Christy Burton: Good Guy says, “I burned a copy of Ubuntu 8.10 by 86 live CD which I intend on giving to my sister-in-law so she can recover some files for unbootable Windows Vista machine. I've booted one of my PCs from it in order to practice the procedure so I could walk you through it. When it came up, I was able to see the NTFS partitions as expected but it wouldn’t allow me to eject the live CD and insert a data CD so I could copy the recovered files to it.
Since it booted from the Live CD, I supposed that makes sense but I thought it would ask you if you knew any solution to use the CD drive. I own 8 gig USB2 Flash drive and mounted and displayed in Ubuntu. I also own a 750 gig USB to its external hard drive there which I would use if I was working on my own PCs so he does want to lend that out. Is there any solution that you can suggest?”
Robbie Ferguson: You know I just stop right there because Good Guy what happened there is like Ubuntu is actually running from your CD drive so you can't eject that drive because it’s basically acting like your virtual environment. Everything is being loaded off of that drive. So what you need to do if you wanted to use CD and you notice that when we did that feature, we never talked all of those using CDs because it’s not really a viable option.
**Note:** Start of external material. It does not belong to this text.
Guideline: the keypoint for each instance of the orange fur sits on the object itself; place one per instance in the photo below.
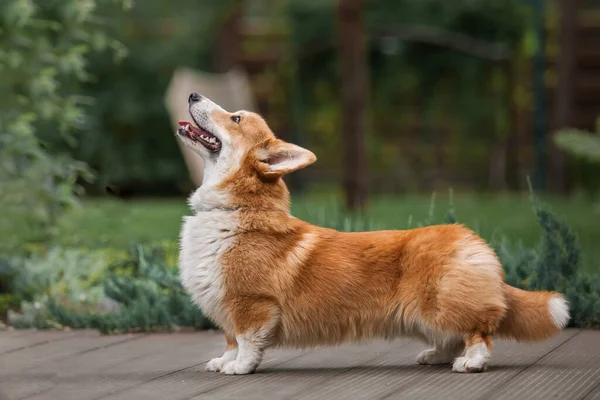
(289, 283)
You would have to have a secondary burner.
So you could boot from say a CD-ROM drive or another burner and then you would have to have a second burner so that you could actually burn at the same time. So it’s doable but you have to have two drives in order to do that. With the price of flash drives and stuff, don’t use disposable media. I mean it’s not even worth your while. You might as well just grab a flash card from local super center. They are so cheap these days.
Christy Burton: That’s true.
Robbie Ferguson: You can get like 4 gig drive for just a couple of bucks so that’s really the way to go but you would have to absolutely have to have secondary drive.
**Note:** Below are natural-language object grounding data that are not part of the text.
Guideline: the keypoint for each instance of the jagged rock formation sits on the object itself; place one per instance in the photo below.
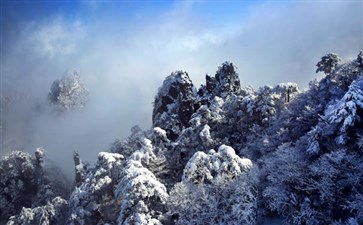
(282, 152)
(174, 104)
(70, 92)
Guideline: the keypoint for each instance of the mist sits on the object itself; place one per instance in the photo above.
(124, 51)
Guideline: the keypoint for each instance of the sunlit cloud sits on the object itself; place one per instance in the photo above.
(124, 55)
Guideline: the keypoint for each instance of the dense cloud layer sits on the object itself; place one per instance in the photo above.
(123, 57)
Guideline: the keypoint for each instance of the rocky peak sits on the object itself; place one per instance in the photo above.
(174, 104)
(224, 83)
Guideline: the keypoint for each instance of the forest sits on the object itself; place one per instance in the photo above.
(217, 154)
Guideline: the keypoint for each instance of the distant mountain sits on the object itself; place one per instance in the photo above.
(220, 154)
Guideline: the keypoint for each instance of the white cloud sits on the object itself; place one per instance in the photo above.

Christy Burton: Right, then he’s got one more little thing here. In the meet video you used the SMB://demo command to write to a network share. Is demo the Windows for computer name in the control panel system.
Robbie Ferguson: Yeah, that’s right. Demo is the name of the computer that I was using at that time that had that share on it. And it gets confusing when we used weird computer names. That would be whatever your computer name on Windows OS, absolutely.